5-13

――クロウとロランが出会う一週間前


 ヘルメス領とダニエルズ領をまたく渓谷に、ハルモニアというホビットの集落があった。 

 通称「水妖ウンディーネの掌」。

 光の刺し方によってはエメラルドグリーンにもコバルトブルーにも輝く美しく澄んだ川が網状に流れる村だった。

 美しさと涼しさから、貴族の避暑地や画家の風景画のモチーフとして長年にわたり親しまれてきた場所だった。

 ハルモニアの知られた産業の一つに、水車を使った製粉があった。

 川の水流を利用したそのリズミカルな製粉の音は、静かな風景に響く事で、より村の趣を深くしていた。

 心穏やかな村人が住むハルモニアは、静かで、清らかで、侵される事のない空間であり、それは悠久の時より続いてきたものだった。


「死因はどう見てもこの顔面に空いた穴でしょうな」


 そして今、その水妖の掌には死体が浮いていた。

 川辺に打ち上げられたその死体の顔面は弾け飛び、熟れて開いた柘榴ざくろのような穴が天を仰いでいた。


「だが凶器は何だろう。ハンマーで叩いたにしては位置が変だ」


 ダニエルズ領の都から派遣された役人は、見たことのない変死体に頭を悩ませていた。


「そうですねぇ。仏さんには抵抗した跡が見られねぇ。ふん縛ったとしても痣の一つが残りそうなもんですが、見たところそれも見当たりやせんぜ」

 役人が使役している放免※が、より死体に顔を近づけ様子を見ながら言う。

 死体の残った下顎を優しくつかみ、首を回して傷跡というには大きすぎる穴を様々な角度から調べる。服装は放免の言うように乱れは一切ない。

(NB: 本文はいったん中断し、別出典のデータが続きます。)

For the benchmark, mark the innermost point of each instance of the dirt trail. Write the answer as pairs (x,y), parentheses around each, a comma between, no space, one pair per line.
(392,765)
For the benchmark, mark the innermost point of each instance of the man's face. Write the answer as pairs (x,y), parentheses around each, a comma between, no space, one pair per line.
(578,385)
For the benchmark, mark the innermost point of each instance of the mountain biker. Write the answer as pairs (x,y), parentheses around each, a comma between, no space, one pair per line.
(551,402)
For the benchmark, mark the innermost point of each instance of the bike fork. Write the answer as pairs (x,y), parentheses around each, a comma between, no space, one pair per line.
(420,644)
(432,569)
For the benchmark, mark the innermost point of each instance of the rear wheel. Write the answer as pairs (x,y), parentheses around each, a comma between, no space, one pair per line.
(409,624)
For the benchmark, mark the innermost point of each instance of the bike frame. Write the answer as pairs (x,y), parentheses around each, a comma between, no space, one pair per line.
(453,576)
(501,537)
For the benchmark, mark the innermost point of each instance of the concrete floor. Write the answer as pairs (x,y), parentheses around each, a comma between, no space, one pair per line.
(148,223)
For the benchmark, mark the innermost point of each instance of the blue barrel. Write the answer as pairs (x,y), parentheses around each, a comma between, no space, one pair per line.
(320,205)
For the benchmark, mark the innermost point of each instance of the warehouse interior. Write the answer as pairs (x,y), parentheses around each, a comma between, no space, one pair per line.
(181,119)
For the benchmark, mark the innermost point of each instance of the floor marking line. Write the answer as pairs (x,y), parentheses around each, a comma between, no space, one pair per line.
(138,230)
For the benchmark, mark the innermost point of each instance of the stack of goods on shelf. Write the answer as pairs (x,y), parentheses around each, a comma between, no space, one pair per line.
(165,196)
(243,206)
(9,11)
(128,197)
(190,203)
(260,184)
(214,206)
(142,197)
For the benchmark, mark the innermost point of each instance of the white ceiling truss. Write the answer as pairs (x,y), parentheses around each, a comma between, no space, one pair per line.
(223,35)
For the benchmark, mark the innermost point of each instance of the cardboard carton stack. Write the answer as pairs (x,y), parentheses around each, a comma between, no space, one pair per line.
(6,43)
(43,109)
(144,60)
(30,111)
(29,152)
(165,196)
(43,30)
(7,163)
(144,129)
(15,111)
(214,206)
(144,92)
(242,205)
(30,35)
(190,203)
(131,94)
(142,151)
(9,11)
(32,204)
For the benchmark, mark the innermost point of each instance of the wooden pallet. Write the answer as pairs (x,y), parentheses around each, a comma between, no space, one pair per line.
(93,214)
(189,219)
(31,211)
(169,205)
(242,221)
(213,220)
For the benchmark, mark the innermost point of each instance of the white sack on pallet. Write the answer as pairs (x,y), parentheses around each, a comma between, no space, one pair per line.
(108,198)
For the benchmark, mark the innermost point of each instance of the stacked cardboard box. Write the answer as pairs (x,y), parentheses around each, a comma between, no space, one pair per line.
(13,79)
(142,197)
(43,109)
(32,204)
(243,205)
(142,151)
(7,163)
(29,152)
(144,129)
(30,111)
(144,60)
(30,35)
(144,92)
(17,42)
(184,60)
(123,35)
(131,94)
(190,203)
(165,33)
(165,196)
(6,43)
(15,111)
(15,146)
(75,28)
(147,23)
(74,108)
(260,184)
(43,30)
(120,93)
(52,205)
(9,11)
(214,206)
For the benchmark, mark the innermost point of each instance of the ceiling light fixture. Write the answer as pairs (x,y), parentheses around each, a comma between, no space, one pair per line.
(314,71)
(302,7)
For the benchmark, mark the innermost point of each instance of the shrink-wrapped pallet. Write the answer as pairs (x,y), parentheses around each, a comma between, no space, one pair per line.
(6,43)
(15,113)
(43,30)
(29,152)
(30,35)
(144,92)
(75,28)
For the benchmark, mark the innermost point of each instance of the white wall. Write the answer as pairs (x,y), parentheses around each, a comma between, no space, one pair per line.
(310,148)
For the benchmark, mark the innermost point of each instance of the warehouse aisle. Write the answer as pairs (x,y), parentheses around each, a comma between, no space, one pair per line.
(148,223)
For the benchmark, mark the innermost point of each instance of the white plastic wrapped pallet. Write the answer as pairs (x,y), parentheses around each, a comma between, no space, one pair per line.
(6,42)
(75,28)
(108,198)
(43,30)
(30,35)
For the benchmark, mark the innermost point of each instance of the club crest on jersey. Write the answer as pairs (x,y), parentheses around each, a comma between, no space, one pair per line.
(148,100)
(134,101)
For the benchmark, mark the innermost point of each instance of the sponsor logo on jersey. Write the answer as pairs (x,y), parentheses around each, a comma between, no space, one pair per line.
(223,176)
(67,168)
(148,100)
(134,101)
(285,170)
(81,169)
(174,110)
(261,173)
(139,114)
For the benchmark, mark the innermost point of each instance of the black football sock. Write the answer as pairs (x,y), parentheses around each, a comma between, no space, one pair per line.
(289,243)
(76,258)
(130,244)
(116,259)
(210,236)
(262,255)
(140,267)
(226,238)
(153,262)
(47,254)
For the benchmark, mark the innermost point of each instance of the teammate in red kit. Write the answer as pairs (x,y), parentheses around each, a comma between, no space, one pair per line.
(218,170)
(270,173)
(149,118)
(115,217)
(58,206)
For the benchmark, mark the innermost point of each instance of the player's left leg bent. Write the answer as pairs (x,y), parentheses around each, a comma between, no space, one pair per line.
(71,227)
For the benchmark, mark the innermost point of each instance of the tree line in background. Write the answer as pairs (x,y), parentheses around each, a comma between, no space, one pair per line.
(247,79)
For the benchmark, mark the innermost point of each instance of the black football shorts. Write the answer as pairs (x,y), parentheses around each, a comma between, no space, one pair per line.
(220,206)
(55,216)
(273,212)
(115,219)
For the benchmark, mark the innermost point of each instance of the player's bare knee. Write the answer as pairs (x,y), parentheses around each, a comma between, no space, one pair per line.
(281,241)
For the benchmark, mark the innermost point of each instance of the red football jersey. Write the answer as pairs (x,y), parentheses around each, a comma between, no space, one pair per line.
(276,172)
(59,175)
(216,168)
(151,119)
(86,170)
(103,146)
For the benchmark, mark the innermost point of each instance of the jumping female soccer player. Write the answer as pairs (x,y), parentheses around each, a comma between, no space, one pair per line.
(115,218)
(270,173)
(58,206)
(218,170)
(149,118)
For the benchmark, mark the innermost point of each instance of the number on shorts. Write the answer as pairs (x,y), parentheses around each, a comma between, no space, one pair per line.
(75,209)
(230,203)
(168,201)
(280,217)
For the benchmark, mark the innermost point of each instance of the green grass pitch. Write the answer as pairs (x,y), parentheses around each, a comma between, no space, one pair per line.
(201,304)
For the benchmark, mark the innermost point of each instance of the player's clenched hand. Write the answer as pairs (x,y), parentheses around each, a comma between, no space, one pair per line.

(放免:放免された囚人。刑期を終えた後に犯罪の捜査に関わるなどして役人を手伝った)

「旦那ぁ、それにハンマーでもメイスでも、こんな風に穴を開けるなんて出来るんでしょうかねぇ? 凹むってのはありえますが、ここまで上手くいかないもんですがね」

 白髪の混じったざんばら髪と、罪人であったことを示す刺青の入った放免の顔。その顔が死体に近づけられると、見る者にはまるでその男が今ここで殺めたばかりというような錯覚を与えた。


「よほどの手練でも、無理だろうな……。」

 中小貴族の次男坊という生い立ちの役人はその様を直視できず顔をそらした。


「こんなド派手な傷を作る武器を、突然繰り出し顔面を綺麗にふっ飛ばす。手練って次元じゃあありませんわな」


「……魔法、か」


「お役人さんは不可解なことがあると、すぐに魔法って言葉を口にするからいけねぇ」

 放免は悪気なく微笑んだつもりだったのだろうが、その様がどうにも嘲笑っているように見えた。

「……見なせぇこれ」

 そう言って放免は傷口に手をやった。

 見るように言われたが、役人はそれが出来なかった。

「傷の中にこんなのが混じってやす」

 と、放免は魚卵の様な小さな金属片を取り出し役人に見せた。


「それは……?」


「これが……どうやら傷口の中に無数にあるようです。魔法って線も捨てられませんが、この集落のこの周辺にはこんな攻撃的なマナを持つ精霊はいません。しかも魔法ならこんな置き土産は必要ない……。」


 いつのまにか彼らの周りには人集りが出来きていた。

 何事かとたまたま通りかかり様子を伺った老婆は、その死体を見た瞬間気を失いかけ別のやじうまに倒れ掛かかっていた。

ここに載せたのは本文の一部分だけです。